The blue dashed line indicates the initial stock price ($50), and the green dashed line marks the strike price ($55) of the short call option. The chart illustrates how the profit or loss changes with the stock price at expiration.

When you owned only 100 shares of stock at $50, that was your break-even price. You'd make money as the stock went higher and lose money as the stock went lower.

After selling the call and collecting $2.00 your break-even price drops down to $48. Below $48 you will simply lose the amount of the 100 shares of stock and the short call will have no more effect.

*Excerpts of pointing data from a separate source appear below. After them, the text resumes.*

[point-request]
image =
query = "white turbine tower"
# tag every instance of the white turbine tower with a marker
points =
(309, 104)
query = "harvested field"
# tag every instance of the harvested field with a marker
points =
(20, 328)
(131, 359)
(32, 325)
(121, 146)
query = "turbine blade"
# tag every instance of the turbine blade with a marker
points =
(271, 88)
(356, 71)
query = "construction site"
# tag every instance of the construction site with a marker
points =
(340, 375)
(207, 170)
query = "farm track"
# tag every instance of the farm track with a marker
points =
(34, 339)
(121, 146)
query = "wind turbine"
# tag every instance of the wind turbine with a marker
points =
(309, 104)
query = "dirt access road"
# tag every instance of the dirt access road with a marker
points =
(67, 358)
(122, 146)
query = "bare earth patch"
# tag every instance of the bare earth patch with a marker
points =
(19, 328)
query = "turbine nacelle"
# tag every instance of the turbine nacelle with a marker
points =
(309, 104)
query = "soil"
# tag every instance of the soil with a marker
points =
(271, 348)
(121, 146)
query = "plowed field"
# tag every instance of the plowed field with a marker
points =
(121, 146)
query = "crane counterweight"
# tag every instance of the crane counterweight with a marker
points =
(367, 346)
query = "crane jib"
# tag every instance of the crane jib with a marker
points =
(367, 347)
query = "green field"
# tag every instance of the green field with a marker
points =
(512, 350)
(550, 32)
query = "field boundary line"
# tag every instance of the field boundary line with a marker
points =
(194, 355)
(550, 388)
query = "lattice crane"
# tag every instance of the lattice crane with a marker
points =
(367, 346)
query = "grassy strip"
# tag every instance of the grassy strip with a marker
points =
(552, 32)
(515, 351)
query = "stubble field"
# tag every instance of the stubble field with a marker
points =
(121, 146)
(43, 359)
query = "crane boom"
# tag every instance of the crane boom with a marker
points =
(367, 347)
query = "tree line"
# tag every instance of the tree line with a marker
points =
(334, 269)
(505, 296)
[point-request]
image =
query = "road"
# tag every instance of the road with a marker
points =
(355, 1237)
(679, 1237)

Now, above $50 you will still make more money, but now your max profit will be capped at the $55 level. Above that level you will make $100 for every $1 the stock goes up, but you will also lose $100 on the short call, so the two will wash each other out.

So, you can see that the covered call position has provided you $2.00 in income, but it comes with the risk of capping your gains. As an example, if the stock were suddenly bought out by a larger company for $100, your profits would be capped at $55 instead of getting the full advantage of the buyout price.

Conclusion

Covered calls can provide a nice additional benefit, especially to long-term buy-and-hold stock positions. They are suitable for stocks that you are bullish on, but that you don't feel should expect explosive growth any time soon. 

They are a low-risk trade strategy to provide income from a stock that you own. This can add significantly to gains over time.

The risk comes in the form of the missed opportunity, should the stock price shoot past the strike price of the short call position. This also creates the additional risk of the call being exercised and your shares being closed out, creating a taxable capital gain or loss on the shares.

Additionally, covered calls can create the sense of downside stock price protection. While this is true to some degree (the amount of premium received from the call option), it is limited and shouldn't replace normal risk management of a trade or investment. 

While they are a self-limiting position that doesn't require much oversight once initiated, they will require trade management if the stock moves above your strike price. In that case you will need to decide whether to allow the option to be exercised and take away your stock position, whether to close the option for a loss before expiration and maintain your stock, or whether to roll the option to a different strike and expiration (essentially locking in the current option's loss, while initiating a new covered call position).